De MKZ-epidemie leerde ons dat keukenafval en etensresten, m.n.
levensmiddelenresten van dierlijke oorsprong van restaurants en
grootkeukens, op dezelfde wijze moeten worden behandeld en dezelfde
verwerking moet ondergaan als alle andere dierlijke eiwitten. Dit
soort producten werd door de Europese Commissie uitgesloten van de
werkingssfeer van deze verordening. De commissie leefmilieu wil dat
deze producten onder de toepassing van de verordening gebracht worden.

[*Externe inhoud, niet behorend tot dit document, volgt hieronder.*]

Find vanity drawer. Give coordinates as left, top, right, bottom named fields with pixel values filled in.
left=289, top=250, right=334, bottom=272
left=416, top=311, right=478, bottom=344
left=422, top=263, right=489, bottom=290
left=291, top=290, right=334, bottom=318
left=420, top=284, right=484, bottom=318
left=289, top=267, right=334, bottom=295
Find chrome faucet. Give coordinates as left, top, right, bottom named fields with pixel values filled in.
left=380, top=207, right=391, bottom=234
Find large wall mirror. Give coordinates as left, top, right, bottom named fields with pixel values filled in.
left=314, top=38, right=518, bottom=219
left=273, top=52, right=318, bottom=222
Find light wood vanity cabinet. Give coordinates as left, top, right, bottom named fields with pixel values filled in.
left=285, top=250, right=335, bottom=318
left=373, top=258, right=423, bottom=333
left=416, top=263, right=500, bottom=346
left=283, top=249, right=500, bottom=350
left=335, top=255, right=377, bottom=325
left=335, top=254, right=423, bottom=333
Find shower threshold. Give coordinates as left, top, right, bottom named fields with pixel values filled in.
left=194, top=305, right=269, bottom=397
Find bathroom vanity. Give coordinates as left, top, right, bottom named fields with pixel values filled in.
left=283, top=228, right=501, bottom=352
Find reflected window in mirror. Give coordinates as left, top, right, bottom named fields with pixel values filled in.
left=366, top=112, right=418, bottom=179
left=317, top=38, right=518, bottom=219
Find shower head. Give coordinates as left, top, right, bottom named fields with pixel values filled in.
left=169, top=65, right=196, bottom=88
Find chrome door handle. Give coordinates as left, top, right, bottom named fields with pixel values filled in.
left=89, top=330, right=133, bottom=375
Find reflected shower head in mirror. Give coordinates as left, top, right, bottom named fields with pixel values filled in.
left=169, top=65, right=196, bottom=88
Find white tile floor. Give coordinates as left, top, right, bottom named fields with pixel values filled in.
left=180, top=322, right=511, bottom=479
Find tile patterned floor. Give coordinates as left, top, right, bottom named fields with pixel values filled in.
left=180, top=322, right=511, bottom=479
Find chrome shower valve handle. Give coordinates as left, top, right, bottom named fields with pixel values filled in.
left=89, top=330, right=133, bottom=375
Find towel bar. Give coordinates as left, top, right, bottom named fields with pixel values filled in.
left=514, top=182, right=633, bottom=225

Eén van de voorwaarden om dierlijke eiwitten in de toekomst als voeder
voor levensmiddelenproducerende dieren toe te laten is het
onvoorwaardelijk voldoen aan de eis dat uitsluitend bijproducten mogen
worden gebruikt van geslachte dieren die zijn vrijgegeven voor
menselijke consumptie.
De verordening voorziet voor de dierlijke bijproducten drie
categorieën: Categorie 1 (art. 4 van de verordening) is het afval van
dieren die vermoedelijk met een TSE zijn besmet of waarbij de
aanwezigheid van een TSE officieel is bevestigd, met inbegrip van
dieren die in het kader van TSE-uitroeiingsmaatregelen zijn gedood. De
leefmilieucommissie amendeert deze tekst in de richting van de
TSE-verordening (verslag Roth-Behrend) dat nu in de verzoeningsfase
zit tussen EP en Raad. Het EP wil ook alle dieren die zonder een
aanwijsbare reden op een bedrijf zijn doodgegaan en die niet getest
zijn op BSE of andere besmettelijke ziektes onderbrengen in categorie
1. Het EP aanvaardde verder mijn amendement 89 waarbij het verplicht
wordt categorie 1-materiaal te merken met merkstoffen (zowel kleur-
als geurstoffen) en te denatureren met milieuvriendelijke chemische
stoffen. Bedoeling hiervan is de illegale handel van dit soort
producten en de fraudegevoeligheid tegen te gaan. Categorie
1-materiaal wordt verzameld en vervoerd en als afval verwijderd door
verbranding in installaties die daartoe erkend zijn (art. 9 bis). Het
kan eventueel ook eerst verwerkt worden in een verwerkingsbedrijf en
daarna worden verwijderd door verbranding of medeverbranding. In beide
gevallen moet rekening worden gehouden met de meest recente
wetenschappelijke bevindingen (aanname mijn amendementen 90 en 92) Ook
mijn amendement 96 werd aanvaard dat stelt dat categorie 1-materiaal
niet naar derde landen mag worden uitgevoerd.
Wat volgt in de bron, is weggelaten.